One of my favorite people once asked me why I (sometimes) read fiction that’s so dark, that imagines such terrible things — isn’t there enough violence and sorrow in the world already? The news — no matter where you live — seems always to be showing us some new predator, some new house of horrors. No hometown is safe, not mine and not yours. People are ferocious creatures.

It’s a valid question, and I’ve struggled to find the right answer. I don’t read horror (rest easy, I’m not talking about Stephen King) or watch torture-porn (Saw, etc.) because I take no pleasure in being frightened, in watching the pain of others; it seems to me that no-one is served by that kind of violence. And I cannot watch those police procedurals that show only the aftermath of violence. I believe the creators of these shows have good intentions: to try to offer even a small measure of justice for victims and to draw attention to the impact and extent of sexual violence, but these shows never tell the full story.

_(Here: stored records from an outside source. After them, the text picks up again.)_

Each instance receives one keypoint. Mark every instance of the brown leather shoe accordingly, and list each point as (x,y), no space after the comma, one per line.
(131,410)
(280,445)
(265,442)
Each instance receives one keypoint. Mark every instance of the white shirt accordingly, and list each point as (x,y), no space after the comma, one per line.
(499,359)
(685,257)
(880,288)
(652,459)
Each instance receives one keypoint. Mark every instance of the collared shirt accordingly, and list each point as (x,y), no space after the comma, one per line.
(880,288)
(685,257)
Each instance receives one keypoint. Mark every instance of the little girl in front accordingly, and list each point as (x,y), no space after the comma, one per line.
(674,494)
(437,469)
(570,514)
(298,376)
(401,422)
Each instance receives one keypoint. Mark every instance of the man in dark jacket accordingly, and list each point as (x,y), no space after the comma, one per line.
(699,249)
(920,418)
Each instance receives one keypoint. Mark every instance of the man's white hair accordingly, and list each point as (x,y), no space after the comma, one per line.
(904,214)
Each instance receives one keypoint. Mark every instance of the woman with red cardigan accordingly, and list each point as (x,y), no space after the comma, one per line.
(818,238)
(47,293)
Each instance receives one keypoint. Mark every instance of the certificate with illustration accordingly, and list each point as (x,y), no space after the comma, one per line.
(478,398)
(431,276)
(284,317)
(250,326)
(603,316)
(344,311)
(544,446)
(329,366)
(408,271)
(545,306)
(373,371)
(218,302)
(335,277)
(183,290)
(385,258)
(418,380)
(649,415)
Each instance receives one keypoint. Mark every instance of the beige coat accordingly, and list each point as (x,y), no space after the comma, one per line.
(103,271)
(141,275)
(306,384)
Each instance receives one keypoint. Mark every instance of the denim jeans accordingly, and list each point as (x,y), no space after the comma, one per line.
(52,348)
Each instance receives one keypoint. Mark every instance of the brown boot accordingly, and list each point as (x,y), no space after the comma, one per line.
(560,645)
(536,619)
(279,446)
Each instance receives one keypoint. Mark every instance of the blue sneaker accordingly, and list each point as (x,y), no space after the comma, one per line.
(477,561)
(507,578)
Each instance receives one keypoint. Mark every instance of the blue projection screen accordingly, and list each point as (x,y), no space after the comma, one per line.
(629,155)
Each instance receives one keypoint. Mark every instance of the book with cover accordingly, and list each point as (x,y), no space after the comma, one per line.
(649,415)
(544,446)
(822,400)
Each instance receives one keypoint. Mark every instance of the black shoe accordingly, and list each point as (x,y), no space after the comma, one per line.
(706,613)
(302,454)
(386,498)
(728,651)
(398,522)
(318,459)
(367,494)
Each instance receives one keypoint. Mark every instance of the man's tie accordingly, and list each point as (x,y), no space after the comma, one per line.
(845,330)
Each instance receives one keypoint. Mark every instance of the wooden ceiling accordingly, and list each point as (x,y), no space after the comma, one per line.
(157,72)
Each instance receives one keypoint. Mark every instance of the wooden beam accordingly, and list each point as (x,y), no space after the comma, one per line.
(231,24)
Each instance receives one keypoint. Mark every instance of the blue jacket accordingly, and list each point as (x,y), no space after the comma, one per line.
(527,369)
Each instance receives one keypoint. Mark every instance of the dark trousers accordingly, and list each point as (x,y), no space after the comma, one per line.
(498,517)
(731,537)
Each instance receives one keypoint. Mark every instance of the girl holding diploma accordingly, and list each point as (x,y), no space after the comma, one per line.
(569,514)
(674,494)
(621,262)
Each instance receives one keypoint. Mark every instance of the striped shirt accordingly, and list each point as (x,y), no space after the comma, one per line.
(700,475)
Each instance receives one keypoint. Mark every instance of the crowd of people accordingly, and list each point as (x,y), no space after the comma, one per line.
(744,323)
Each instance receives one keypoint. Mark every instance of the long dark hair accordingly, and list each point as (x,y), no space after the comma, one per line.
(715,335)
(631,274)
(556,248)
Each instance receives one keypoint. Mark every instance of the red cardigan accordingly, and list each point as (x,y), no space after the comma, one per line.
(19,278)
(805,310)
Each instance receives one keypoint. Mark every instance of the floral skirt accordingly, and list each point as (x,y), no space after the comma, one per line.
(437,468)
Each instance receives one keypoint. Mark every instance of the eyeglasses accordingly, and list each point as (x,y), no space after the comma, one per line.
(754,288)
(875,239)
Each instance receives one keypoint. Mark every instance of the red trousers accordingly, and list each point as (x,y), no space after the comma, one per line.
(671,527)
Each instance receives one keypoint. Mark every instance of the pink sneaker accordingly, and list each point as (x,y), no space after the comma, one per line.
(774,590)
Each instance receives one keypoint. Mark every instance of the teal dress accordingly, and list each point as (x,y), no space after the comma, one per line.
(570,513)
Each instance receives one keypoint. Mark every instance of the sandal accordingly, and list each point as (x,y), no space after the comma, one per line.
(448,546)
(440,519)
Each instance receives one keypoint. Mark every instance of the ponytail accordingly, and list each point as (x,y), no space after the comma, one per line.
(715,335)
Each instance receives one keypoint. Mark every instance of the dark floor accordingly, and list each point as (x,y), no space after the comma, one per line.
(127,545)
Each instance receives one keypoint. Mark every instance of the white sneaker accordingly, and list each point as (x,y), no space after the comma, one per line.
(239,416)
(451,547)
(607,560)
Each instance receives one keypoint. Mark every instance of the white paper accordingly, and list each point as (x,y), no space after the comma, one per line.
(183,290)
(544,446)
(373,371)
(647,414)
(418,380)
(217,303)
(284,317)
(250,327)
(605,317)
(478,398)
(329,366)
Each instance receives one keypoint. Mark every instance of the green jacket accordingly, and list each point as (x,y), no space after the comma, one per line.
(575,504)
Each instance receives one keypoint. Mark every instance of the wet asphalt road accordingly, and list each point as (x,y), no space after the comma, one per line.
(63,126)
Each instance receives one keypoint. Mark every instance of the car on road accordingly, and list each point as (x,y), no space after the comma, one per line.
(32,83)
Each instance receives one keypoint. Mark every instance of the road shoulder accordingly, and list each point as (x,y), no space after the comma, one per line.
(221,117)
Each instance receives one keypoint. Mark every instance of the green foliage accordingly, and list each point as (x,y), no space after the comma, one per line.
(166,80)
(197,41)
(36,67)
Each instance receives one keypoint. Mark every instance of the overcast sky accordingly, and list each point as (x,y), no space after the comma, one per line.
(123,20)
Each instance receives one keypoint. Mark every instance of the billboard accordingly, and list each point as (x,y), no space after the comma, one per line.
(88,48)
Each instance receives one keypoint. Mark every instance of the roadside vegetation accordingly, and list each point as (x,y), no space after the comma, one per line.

But books like An Untamed State, Louise Erdich’s The Round House, and Evie Wyld’s All the Birds, Singing (and there are many more) give voice to victims and survivors of violence, particularly sexual violence, which has been so deeply stigmatized for so very long. We cannot expect real-life survivors to relive or retell their experiences for us — though we should be very, very grateful when they do — and so fiction offers us a way to empathize with survivors without infringing on their privacy. Fiction gives us access to thoughts and emotions with nuance and depth that can’t be conveyed on a screen; books contain enough pages to tell what comes after, and what came before.

Rory, in her review of Cynthia Bond’s Ruby (another difficult-but-necessary novel), pointed to an essay by Ms. Bond in which she discussed her own experience (scroll down to find the essay), and these words have stayed with me every since: “Somewhere along the way, working with at risk and homeless youth in Los Angeles for 15 years, living with my own abuse, and hearing stories of such pain and torment, I thought—If you can bear to have lived it, I can at least bear to listen.”

Exactly. I read An Untamed State because somewhere out there, someone has lived it. And I can at least bear to listen.

* I received a copy of this book from the publisher in exchange for an honest review.